冷酷陛下は十三番目の妃候補に愛されたい


その時、玄関先の喧騒を聞きつけた一族がぞろぞろと外へ出てきた。びしょ濡れで立つ姿をみて、軽蔑する者もあざ笑う者もいる。


「ねぇ、言ったでしょう?この子に期待するのは無駄だって。

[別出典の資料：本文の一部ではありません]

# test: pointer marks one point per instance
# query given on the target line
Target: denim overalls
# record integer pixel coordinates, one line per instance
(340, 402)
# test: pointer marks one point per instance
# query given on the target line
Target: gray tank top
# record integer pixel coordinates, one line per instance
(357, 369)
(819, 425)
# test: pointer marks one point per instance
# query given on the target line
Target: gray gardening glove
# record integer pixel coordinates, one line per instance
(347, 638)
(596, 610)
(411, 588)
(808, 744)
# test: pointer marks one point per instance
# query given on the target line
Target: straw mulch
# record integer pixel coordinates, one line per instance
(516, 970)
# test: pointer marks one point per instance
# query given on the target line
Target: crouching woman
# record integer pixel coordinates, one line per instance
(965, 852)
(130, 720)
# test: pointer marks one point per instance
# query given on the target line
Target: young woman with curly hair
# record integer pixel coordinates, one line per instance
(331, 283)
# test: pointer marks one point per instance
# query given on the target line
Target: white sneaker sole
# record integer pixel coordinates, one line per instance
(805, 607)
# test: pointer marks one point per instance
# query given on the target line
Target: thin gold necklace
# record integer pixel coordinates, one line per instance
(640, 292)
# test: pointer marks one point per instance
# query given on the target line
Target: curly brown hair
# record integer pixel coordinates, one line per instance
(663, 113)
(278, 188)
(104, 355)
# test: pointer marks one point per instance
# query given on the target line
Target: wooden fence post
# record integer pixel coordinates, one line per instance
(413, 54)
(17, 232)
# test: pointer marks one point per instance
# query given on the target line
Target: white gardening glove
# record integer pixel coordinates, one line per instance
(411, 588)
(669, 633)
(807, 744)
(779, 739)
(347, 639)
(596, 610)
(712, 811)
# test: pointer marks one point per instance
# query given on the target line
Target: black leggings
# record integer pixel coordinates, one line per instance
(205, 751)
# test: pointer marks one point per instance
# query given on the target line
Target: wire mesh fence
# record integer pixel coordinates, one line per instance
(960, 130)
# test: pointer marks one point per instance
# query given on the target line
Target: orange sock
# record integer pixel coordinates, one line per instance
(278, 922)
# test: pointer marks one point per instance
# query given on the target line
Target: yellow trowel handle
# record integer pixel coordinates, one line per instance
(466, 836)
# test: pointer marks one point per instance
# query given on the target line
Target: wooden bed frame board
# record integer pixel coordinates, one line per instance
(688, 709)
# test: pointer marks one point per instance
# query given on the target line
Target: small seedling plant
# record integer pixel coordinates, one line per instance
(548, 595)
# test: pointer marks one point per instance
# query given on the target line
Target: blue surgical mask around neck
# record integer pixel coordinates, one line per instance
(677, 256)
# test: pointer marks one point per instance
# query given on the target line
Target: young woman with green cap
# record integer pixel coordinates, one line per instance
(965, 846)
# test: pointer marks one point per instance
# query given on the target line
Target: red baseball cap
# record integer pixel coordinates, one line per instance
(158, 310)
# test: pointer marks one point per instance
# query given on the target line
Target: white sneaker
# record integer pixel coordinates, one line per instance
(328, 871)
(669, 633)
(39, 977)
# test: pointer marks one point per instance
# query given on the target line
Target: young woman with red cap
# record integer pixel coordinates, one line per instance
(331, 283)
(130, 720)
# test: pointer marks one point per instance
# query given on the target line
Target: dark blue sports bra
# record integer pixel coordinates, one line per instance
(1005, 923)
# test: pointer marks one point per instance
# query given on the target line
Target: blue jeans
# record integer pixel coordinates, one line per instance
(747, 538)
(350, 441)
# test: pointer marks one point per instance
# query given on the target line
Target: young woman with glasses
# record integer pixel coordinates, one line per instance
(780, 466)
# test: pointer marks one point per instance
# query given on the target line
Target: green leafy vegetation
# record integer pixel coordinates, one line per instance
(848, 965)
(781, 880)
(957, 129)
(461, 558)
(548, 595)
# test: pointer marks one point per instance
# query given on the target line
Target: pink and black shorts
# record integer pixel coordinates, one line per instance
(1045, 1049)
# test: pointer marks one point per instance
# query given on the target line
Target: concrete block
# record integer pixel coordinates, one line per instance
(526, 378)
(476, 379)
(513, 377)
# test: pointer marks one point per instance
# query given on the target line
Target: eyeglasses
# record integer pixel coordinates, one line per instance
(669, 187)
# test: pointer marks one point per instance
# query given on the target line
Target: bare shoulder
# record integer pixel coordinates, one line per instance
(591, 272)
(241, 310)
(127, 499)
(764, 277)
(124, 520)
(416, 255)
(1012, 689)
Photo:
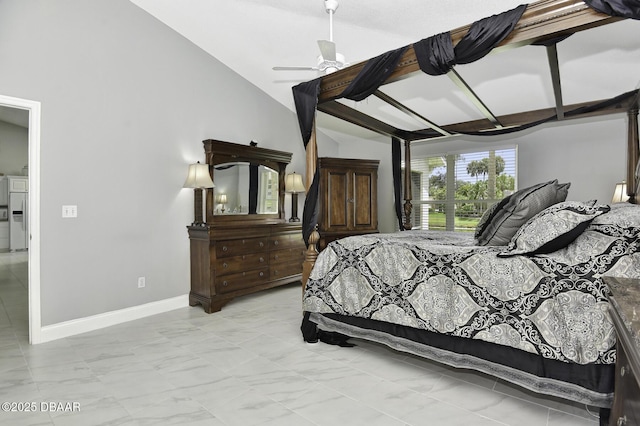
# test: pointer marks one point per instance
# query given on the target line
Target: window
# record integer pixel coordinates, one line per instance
(452, 191)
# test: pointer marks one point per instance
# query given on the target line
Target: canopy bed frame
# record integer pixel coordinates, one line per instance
(543, 22)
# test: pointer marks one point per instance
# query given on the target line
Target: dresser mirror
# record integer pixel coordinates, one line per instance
(245, 188)
(249, 182)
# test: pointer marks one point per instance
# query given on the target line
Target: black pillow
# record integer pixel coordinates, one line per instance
(518, 208)
(554, 228)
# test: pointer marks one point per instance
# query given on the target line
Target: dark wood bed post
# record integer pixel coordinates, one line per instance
(407, 186)
(311, 254)
(632, 154)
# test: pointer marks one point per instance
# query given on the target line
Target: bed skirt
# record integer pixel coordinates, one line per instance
(590, 384)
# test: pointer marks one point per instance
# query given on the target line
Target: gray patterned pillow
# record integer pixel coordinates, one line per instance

一度陛下に振られたら、他の貴族だって相手にしてくれないわ」

「政略結婚として使えないなら、もう隣国に下働きとして売るしかないんじゃない?この娘は、見た目だけは人目を引くだろうし」


平然と口にされた言葉に、ぞっとした。

労働者としての人身売買はアルソート国で禁じられている。だが、法の目をかい潜るように隣国へ売られる話も耳にしていた。

その未来は決して明るくない。


「待ってください!一生懸命働きますから!この家に置いてください」


必死にデーネさんにしがみつくと、勢いよく振り払われた。バランスを崩して地面に倒れ込み、濡れた服に土が溶ける。

感情が凍てついて涙も出ない。

あぁ。いっそ、家に戻らずにどこか遠くへ逃げればよかった。行く場所がなくても、下働きとして売り飛ばされるよりはずっとマシだ。

弱くて臆病で、いつまでも家のしがらみに囚われていた私の人生はこれで終わり。

ひとつも幸せな思い出はできなかった。